I also coloured my school planner in pink, use a pink pen, my msn writing is pink and so my favourite colour is... pink.
Oh, and i couldn't help but avert my eyes when my friends were watching their 'videos' at sleepovers, and that's also something that they picked up on.
We talked about this at school the other day. :)
Number 2.
I think one of my friends found my videos a while back and didn't say anything.
Also my inability to flat-out ever say that i was straight. I could just never do it. I'd always put in a playful maybe when asked if i was gay, to emphasize the fact that sexuality didn't matter.
Of course i'd usually kick myself later cos i didn't want anyone to know.
Then there's the fact that i didn't hide my stuff on my USB, and wasn't that the biggest f**k-up of them all.
But it was a good f**k-up nevertheless. ;)
Here's one last random fact. Even my best friend's mother thought i was gay.
I mean, WTF? O_o
We live in a crazy world.
Perhaps by choice, my femininity helped me. I know a lot of you could think that it was a bad idea, but i think that by acting fairly gay, and also being accepted by my friends then, when they actually found out i WAS gay, it wasn't much of a surprise, so there wasn't much of a reaction.
And as far as i'm concerned, not much of a reaction means they don't mind, and that's a good reaction. :D
Leave a comment. :)
love,
===>mirrorboy<===
I'd like to keep this untitled.
14 years ago
6 comments:
Hmmm perhaps the fact that you didnt go to great lengths to "hide" who you are... tells us that deep down you are esentually an honest person who left hints subconciously to facilitate the eventual coming out process?
You were in the closet, but you not only refused to lock the door, you left it open wide enough to encourage people to look in! And there you were, dressed in pink :)
Smile, you are stronger for all of this. ::hug:: Tristan
lol, ya know, it's funny cause when I came out, people were really shocked, but accepting. Other than my family, that were not shocked at all, but still accepting.
I mean, i am not the straightest acting guy, but I guess it's the sports n stuff i played. Idk, but people didn't believe me.. a lot still don't when I tell them. But I have softened my image a lot too. I guess maybe I acted a little more cold hearted then. lol. Idk.

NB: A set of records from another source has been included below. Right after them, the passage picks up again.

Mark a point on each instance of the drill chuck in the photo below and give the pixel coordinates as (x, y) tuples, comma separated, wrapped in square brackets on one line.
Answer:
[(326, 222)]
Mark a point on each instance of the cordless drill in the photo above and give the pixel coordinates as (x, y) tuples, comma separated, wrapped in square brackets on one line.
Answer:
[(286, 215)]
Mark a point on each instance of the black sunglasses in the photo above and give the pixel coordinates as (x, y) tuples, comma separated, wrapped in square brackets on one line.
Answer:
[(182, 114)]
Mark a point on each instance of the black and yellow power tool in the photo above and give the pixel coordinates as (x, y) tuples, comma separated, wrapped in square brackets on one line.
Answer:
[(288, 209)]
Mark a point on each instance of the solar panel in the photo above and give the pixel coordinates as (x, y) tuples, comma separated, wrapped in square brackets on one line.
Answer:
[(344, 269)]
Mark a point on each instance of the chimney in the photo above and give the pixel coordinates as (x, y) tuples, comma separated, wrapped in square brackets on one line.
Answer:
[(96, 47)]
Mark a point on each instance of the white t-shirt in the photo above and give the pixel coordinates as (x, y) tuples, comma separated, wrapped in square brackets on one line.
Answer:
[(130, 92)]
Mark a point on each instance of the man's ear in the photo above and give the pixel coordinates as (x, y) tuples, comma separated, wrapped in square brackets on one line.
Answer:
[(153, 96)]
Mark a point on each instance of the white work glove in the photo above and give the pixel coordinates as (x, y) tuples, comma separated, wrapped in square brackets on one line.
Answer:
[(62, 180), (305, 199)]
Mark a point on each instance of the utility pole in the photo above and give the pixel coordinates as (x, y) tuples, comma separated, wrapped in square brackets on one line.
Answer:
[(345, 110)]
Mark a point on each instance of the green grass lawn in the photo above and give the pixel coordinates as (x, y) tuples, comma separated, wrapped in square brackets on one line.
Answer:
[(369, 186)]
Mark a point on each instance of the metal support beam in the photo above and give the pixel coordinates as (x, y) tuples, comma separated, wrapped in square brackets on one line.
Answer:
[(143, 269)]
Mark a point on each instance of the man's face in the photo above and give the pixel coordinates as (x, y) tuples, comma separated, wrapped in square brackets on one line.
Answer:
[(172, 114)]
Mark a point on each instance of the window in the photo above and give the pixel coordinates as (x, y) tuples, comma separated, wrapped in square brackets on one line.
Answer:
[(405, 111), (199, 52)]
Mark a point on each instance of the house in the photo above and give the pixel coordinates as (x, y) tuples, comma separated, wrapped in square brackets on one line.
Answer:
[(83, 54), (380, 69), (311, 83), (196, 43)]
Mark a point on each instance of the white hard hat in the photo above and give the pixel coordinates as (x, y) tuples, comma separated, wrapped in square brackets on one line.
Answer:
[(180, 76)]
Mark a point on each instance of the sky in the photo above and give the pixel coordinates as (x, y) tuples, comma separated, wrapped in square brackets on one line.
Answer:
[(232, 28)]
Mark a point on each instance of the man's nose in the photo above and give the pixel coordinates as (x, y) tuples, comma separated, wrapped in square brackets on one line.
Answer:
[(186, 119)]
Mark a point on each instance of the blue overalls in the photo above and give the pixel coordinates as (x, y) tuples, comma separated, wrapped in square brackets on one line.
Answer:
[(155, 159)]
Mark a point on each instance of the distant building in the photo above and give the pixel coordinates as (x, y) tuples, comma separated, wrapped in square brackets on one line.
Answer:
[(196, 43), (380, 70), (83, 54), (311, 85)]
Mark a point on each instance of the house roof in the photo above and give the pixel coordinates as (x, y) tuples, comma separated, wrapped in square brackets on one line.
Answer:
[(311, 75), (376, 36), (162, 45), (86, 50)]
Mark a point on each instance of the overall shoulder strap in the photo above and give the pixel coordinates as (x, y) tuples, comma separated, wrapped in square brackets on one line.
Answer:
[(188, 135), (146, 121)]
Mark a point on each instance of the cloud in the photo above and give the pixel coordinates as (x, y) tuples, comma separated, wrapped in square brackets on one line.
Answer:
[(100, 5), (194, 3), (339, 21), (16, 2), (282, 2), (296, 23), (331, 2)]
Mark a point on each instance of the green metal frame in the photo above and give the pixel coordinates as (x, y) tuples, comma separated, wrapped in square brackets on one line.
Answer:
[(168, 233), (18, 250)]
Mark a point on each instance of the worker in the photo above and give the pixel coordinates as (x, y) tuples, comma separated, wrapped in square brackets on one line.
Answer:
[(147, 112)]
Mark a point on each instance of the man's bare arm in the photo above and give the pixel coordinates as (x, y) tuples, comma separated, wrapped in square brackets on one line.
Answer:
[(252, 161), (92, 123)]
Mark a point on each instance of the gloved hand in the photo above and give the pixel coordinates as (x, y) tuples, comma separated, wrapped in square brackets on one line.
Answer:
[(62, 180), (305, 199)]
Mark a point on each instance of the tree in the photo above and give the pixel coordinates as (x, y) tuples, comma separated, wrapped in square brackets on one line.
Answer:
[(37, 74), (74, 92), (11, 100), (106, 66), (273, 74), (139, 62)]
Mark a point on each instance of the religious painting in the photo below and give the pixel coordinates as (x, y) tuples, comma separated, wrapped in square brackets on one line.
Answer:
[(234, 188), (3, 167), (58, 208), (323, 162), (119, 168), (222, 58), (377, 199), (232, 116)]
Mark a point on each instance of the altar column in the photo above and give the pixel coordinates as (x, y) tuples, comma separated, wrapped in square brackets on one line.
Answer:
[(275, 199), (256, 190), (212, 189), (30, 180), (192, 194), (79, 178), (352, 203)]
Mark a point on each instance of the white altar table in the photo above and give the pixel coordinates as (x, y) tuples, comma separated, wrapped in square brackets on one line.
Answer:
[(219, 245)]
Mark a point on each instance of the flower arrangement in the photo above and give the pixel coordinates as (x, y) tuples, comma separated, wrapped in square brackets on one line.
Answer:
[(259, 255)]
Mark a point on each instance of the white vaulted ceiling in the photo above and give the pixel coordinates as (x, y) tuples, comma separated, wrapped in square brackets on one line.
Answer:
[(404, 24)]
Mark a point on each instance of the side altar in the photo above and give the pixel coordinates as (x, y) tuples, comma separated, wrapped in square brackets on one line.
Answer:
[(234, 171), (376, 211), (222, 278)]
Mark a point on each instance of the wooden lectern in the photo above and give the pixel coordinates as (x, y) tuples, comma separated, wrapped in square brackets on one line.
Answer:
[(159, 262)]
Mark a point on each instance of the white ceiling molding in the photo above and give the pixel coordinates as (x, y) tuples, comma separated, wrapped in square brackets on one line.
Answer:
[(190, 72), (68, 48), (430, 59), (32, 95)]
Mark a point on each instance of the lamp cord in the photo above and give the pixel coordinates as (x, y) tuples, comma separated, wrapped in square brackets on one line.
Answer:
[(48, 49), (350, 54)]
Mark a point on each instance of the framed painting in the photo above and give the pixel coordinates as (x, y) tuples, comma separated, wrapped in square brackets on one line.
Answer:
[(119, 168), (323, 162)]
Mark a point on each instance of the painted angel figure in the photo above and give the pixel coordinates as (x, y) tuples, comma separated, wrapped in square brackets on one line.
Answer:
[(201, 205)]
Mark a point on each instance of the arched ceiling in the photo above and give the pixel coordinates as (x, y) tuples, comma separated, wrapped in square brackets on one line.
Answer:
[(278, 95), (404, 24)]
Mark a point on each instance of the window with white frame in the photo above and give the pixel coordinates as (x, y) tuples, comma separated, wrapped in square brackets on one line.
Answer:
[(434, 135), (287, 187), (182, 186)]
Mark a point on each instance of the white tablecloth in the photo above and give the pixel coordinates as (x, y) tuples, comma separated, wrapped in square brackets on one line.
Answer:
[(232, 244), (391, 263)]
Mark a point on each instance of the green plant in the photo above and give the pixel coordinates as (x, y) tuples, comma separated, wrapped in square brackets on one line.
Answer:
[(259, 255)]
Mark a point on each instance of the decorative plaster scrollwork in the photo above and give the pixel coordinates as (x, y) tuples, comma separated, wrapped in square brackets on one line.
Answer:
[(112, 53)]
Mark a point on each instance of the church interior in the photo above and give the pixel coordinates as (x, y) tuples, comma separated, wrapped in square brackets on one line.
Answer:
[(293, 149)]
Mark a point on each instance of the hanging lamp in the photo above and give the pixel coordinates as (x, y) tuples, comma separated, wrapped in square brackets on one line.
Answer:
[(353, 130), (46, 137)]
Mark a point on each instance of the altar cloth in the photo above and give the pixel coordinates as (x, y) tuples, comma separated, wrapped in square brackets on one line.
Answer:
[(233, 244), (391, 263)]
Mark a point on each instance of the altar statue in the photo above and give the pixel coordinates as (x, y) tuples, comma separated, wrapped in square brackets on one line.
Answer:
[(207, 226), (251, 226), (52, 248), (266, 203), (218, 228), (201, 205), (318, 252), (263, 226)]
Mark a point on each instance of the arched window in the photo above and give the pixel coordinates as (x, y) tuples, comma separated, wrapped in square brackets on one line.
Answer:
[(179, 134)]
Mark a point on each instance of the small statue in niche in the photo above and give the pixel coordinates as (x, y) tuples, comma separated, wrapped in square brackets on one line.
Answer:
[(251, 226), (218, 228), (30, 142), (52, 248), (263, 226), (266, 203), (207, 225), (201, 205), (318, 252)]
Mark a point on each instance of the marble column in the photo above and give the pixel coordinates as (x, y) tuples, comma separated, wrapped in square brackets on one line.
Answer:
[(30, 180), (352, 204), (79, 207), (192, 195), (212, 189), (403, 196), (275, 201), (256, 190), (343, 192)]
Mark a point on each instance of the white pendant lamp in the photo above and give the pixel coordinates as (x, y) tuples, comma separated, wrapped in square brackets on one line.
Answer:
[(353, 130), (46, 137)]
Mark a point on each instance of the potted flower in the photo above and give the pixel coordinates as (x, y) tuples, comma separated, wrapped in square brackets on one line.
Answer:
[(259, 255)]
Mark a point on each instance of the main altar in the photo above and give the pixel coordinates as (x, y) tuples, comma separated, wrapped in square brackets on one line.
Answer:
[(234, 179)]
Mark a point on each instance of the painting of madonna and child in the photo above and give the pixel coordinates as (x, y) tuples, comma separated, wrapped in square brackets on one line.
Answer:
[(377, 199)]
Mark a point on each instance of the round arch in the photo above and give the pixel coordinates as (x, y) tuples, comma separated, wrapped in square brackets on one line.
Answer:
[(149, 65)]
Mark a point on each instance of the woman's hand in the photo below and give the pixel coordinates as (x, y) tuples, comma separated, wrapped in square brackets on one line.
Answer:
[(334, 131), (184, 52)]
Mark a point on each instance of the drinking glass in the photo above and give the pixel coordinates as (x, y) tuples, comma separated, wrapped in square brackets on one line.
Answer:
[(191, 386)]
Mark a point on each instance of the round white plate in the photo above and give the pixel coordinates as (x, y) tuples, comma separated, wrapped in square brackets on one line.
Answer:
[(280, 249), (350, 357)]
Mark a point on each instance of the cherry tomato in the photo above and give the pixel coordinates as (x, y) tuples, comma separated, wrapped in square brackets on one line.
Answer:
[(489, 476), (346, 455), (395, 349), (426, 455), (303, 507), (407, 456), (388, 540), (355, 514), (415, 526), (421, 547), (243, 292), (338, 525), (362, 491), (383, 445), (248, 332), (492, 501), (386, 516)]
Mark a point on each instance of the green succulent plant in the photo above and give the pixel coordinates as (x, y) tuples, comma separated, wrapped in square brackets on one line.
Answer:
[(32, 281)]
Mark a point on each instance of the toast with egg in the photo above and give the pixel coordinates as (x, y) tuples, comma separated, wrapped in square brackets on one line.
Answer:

I can tell tho now, in how you write how much happier you seem. It's almost like a huge weight has been lifted huh. that's how it felt for me.
But ya, some people you can tell easy, but sometimes it can be confusing too! Like some people have that 'gay' voice, or sway, all that r whatever, but are not gay. hmmmm.. got me thinkin! lol
Well, I honestly am so happy for you tho, cause for anyone it's a huge step to be honest with yourself and with everyone around u. :) Good stuff
I recently told Bill, who I've been friends with for a year and a half - he said "It's quite sweet that you think people don't know" ;) Apparantly, I'm very obviously gay :D
It's good that all your friends are so excellent :+)
One point I'd make is that "gay" is such a broad spectrum. Every kind of person under the sun - from a huge muscled football player to a drag queen in 12" heels - can be "gay" and it is so hard to stereotype. I also really worry when the straight community as a whole sees us only as a minority "group" of people who parade down streets wearing sequins or leather with our cheeks hanging out, having copious amounts of promiscuous sex :) Society is so conditioning that ometimes I even get stuck in the view of a stereotype of what is "right".
I have straight friends who are so feminine acting and sounding, you'd swear they are gay - but they are not.
I have a friend who works as an engineer for mining companies in the outback, you would swear he is straight - but he isn't.
I don't fit into any particular category either and most people are surprised (disappointed?) when they find out I am gay - and that I have been in a monogamous relationship for 12 years.. with a guy!
It's a funny world. Let's make the most of it ever day :-)
Still good that you are doing well and strong - I agree your writing sounds much calmer and happier. Well done.
M
Love all my typos *sigh*
Ah well, happy Sunday all.
M
America's Next Top Model . . . really now? I don't understand why people watch such dribble.
Pink . . . I won't comment on the color pink. All I'll say is that it's a bit much on my eyes.
I'm glad everything seems to have worked out pretty well for you though.